Employees told Patch the drive for a union at the Howell location picked up speed as the omicron variant gripped the country. Just after Christmas, nearly half of the store was out because employees had tested positive for COVID-19 or were exposed, according to Fogarty.
"After that happened, Starbucks, shortened their policy to a five-day isolation, which resulted in people coming to work, still showing symptoms," Fogarty said.
In response, a spokesperson for Starbucks said the switch to five-day isolations followed CDC guidance, and that when there are too many cases for a store to stay open, the store is supposed to close while workers there are offered catastrophe pay as well as shifts at other stores. If workers have symptoms that continue past five days, they are able to work with their store leads to extend isolation or take sick leave, the spokesperson said, adding "we don't want anyone coming in sick."
Adam Stikel, a 17-year-old student at Oak Creek High School, is also part of the attempt to organize a union. He said that although he doesn't yet have bills to pay like the others, he's witnessed the struggles that some people have had with just paying rent.

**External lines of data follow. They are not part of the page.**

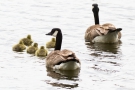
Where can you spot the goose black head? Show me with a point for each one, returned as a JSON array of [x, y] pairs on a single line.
[[54, 32], [95, 8]]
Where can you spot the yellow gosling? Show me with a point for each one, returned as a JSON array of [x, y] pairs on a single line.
[[19, 47], [27, 41], [32, 49], [51, 44], [42, 52]]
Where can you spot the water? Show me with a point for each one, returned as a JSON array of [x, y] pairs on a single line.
[[103, 66]]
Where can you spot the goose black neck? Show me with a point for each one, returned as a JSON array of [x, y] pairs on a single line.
[[58, 41], [96, 17]]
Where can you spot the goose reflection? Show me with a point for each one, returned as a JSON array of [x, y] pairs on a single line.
[[71, 75], [112, 48], [60, 74]]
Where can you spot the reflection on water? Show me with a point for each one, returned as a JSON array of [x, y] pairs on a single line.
[[112, 48], [59, 75], [62, 74]]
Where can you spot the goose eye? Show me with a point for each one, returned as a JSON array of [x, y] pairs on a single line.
[[55, 33]]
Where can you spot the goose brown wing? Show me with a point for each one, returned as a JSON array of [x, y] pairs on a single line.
[[57, 57]]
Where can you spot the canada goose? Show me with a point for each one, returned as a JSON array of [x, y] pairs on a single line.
[[51, 44], [32, 49], [27, 41], [106, 33], [42, 52], [61, 59], [19, 47]]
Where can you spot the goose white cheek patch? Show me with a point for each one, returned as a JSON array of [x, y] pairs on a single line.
[[55, 33]]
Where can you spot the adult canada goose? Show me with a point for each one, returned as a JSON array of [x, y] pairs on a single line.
[[51, 44], [106, 33], [19, 47], [27, 41], [42, 52], [61, 59], [32, 49]]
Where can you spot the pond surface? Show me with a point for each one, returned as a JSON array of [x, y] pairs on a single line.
[[103, 66]]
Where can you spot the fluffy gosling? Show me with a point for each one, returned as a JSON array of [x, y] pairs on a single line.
[[51, 44], [42, 52], [27, 41], [19, 47], [32, 49]]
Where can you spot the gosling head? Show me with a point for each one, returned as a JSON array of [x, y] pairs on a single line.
[[21, 42], [29, 36], [54, 32], [42, 47], [35, 45], [53, 39]]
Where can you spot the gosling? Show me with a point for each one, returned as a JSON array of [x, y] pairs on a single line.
[[27, 41], [20, 47], [42, 52], [32, 49], [51, 44]]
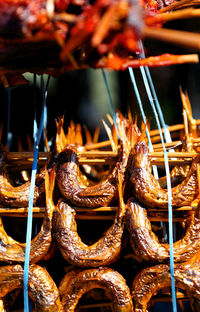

Stikel said recently he's had his own hours cut at the store, "so other people could work even more to just pay their rent for apartments, which is really, which is honestly, to me, just really sad."
Stikel added the union has received support from other minors working at the location. And, he said, he's received support from his fellow students at Oak Creek High School for the union drive.
"I think it's important we all get a voice, especially even if you're still a high school student, and a lot of people appreciate that," Stikel said.
Fogarty said the minimum wage at the store is about $13 an hour — a number eclipsed by $15-an-hour demands echoed by other protests and workers across the nation in recent years.
Workers at the Starbucks location haven't yet published a specific demand for wage hikes, but the letter to the CEO said $12.60 per hour presents issues with paying the bills and saving money.
>>>Read the letter posted by CMRJB on Twitter.
In response to the wage concerns, a spokesperson for Starbucks pointed to several rounds of raises the company has initiated in the past two years — a $1 billion total investment that by this summer will bring workers' average wages up to $15-23 across the country, depending on cost of living and employee tenure.
"We want to have like a voice because obviously, we've tried multiple times just talking to corporate or talking to our manager and nothing has gone through," Stikel said. "And I think that this union will really give us some decisions in our policies and like our working environment."
The president of the Milwaukee Area Labor Council, AFL-CIO, spoke in support of the union after Friday's announcement in the CMRJB news release.
"My message to Starbucks CEO Kevin Johnson is this: Keep your union busting and anti-worker
intimidation out of Wisconsin," Pam Fendt said in the news release. "In our state, we have each other's backs, we are union proud, and we are going to be fighting alongside our union siblings at Starbucks in Oak Creek until justice is won, and they have secured their first union contract.”
Patch reached out to Oak Creek Mayor Dan Bukiewicz for comment on this story.